Education and Retraining Will Help Workers Adjust to Automation
The impacts of three overlapping waves of automation to the 2030s are examined in a new report published by PwC.
The research analysed the tasks and skills involved in the jobs of over 200,000 workers across 29 countries in order to assess the potential impact of automation on workers in different industry sectors and of different genders, ages and education levels.
On average across the 29 countries covered, the share of jobs at potential high risk of automation is estimated to be only around 3% by the early 2020s, but this rises to almost 20% by the late 2020s, and around 30% by the mid-2030s.
The study suggests that more women could initially be impacted by the rise of automation, whereas men are more likely to feel the effects in the third wave by the mid-2030s. This is due to the types of tasks that are more susceptible to automation and the current gender profiles of employment by sector.
The Algorithm wave is already well underway and involves automating structured data analysis and simple digital tasks, such as credit scoring. This wave of innovation could come to maturity by the early 2020s.
The Augmentation wave is also already underway but likely to come to full maturity later in the 2020s. That wave is focused on automation of repeatable tasks and exchanging information, as well as further developments of aerial drones, robots in warehouses and semi-autonomous vehicles.
In the third Autonomy wave, which could come to maturity by the mid-2030s, AI will increasingly be able to analyse data from multiple sources, make decisions and take physical actions with little or no human input. Fully autonomous driverless vehicles could roll out at scale across the economy in this phase, for example.
The estimated proportion of existing jobs with high potential automation rates by the mid-2030s varies significantly by country. These estimates range from only around 20-25% in some East Asian and Nordic economies with relatively high average education levels, to over 40% in Eastern European economies where industrial production, which tends to be easier to automate, still accounts for a relatively high share of total employment.
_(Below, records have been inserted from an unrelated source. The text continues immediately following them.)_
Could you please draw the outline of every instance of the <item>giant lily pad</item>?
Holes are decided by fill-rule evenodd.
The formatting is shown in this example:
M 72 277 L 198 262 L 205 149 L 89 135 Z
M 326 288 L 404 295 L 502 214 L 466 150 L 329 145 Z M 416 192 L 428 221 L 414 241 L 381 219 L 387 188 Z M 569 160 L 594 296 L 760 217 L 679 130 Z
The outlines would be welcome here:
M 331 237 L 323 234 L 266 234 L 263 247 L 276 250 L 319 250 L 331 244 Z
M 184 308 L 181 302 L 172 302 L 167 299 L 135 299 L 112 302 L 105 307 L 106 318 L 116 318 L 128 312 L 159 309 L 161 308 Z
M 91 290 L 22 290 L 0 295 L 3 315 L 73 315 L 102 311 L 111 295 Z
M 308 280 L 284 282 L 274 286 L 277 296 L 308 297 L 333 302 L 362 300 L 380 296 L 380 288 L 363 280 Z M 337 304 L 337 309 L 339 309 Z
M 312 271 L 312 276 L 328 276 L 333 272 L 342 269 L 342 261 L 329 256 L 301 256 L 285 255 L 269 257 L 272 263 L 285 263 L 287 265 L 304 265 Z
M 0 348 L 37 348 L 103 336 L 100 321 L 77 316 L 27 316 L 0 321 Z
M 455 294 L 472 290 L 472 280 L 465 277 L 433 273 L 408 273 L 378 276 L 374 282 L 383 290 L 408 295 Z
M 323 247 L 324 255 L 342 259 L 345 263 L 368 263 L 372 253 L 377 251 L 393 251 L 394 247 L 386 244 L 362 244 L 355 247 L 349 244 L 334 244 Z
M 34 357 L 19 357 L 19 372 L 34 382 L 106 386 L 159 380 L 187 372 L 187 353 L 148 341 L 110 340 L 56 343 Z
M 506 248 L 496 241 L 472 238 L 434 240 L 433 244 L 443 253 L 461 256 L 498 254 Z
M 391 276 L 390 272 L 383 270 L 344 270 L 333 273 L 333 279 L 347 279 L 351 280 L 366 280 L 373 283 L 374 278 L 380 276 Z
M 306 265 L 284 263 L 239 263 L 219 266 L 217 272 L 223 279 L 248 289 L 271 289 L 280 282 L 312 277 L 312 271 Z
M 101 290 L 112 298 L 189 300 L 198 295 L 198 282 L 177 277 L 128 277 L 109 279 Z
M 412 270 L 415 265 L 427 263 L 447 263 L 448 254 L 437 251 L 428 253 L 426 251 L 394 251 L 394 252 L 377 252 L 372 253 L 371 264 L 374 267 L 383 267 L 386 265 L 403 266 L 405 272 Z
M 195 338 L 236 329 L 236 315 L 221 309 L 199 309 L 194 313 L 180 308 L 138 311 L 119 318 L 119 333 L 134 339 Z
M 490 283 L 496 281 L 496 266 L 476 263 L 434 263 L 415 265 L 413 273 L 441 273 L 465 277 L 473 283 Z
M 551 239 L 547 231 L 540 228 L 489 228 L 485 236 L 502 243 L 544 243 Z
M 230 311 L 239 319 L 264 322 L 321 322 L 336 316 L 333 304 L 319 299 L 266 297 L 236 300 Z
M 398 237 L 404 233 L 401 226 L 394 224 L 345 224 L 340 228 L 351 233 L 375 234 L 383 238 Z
Countries like the UK and the US, with services-dominated economies but also relatively long ‘tails’ of lower skilled workers, tend to have intermediate potential automation rates. The estimated share of existing jobs with potential high rates of automation by the mid-2030s varies widely across industry sectors, from a median across countries of 52% for transportation and storage to just 8% for the education sector.
Transport stands out as a sector with particularly high longer term potential automation rates as driverless vehicles roll out at scale across economies, but this will be most evident in the third wave of autonomous automation. In the shorter term, sectors such as financial services could be more exposed as algorithms outperform humans in an ever wider range of tasks involving pure data analysis.
The analysis also highlights significant differences across types of workers and these will also vary across our three waves of automation. The starkest results are those by education level, with much lower exposures on average for highly educated workers with graduate degrees or above, than for those with low to medium education levels. In the long run, less well educated workers could be particularly exposed to automation, emphasising the importance of increased investment in lifelong learning and retraining.
More highly educated workers will typically have greater potential for adaptability to technological changes, for example in senior managerial roles that will still be needed to apply human judgement, as well as to design and supervise AI-based systems. Such workers should see their wages increase due to the productivity gains that these new technologies should bring.
Differences are less marked by age group, although some older workers could find it relatively harder to adapt and retrain than younger cohorts. This may apply particularly to less well-educated men as we move into our third wave of autonomous automation in areas like driverless cars and other manual labour that has a relatively high proportion of male workers at present. But female workers could be relatively harder hit in early waves of automation that apply, for example, to clerical roles.
Automation rates also differ across countries because ways of working differ. In particular, workers in countries such as Singapore and South Korea with more stringent educational requirements could have greater protection against automation in the long run. This is also true (particularly in Europe) for countries with higher levels of education spending as a percentage of GDP.